What accounts for the fame of the Trevi Fountain? Since its appearance in Fellini’s 1959 film “La Dolce Vita”, when Anita Ekberg plunged so seductively into the fountain, the Trevi has been Rome’s most iconic image. Today the site is on every tourist’s must see list and is usually packed with visitors who throw coins into its crystal blue waters in order to insure their return to the Eternal City.
Yet visitors exuberantly enacting their own version of la dolce vita - carefully posing for cameras while tossing coins over their shoulders - often miss the real drama taking place on the Trevi’s facade - the triumphal arrival of water to Rome’s city center.

The waters that run through the Trevi are deserving of celebration, for they they enter the city (even today) thanks to the astounding architectural achievements of the ancient Romans. In 19 BC, Augustus’s right-hand man, Marcus Agrippa, sought fresh water for his soldiers. Legend says that his search led him to a beautiful Roman maiden who showed him a small spring of wonderfully fresh water some 16 kilometers outside Rome. With the spring revealed, an aqueduct was constructed, and the waters were channeled into the city. Today Agrippa’s aqueduct continues to supply the Trevi Fountain with water, and it also supplies the Fountain of the Leaky Boat (Barcaccia) at the foot of the Spanish Steps and the Fountain of the Four Rivers in Piazza Navona.
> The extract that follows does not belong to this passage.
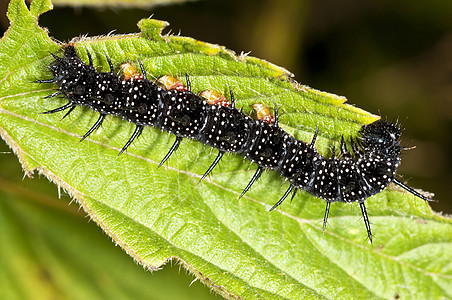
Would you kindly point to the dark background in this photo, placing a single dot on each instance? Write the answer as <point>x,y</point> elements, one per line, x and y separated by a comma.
<point>392,58</point>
In the eighteenth century, when architect Nicola Salvi, and his patron, Pope Clement XII, decided to construct the Trevi (on the site of an earlier fountain), they took antiquity as their model. Just as ancient Roman generals were welcomed back to Rome with elaborate triumphal processions and with the construction of triumphal arches, so the gushing arrival of the Aqua Virgo would be acclaimed.
An earlier fountain (left) existed on the site of Rome’s Trevi Fountain
To give form to this idea, Salvi used a triumphal arch motif to frame the dramatic arrival of Oceanus, the divine personification of water. The god surfs his way through the arch on an oyster-shell chariot that is drawn by powerful winged seahorses and is driven by Tritons blowing on conch shells to herald his arrival.
As visitors to the fountain, we are the lucky spectators who witness this extraordinary aquatic drama. The waters of the Trevi fountain tumble across craggy rocks and we join centuries of viewers in expressing our wonder at the arrival of a god and his element in our presence. For those insistently rational spectators who remain unimpressed by the appearance of the immortal Oceanus, female figures standing in niches on either side of the triumphal arch remind us of the health and abundance brought by the Trevi’s clean and clear waters.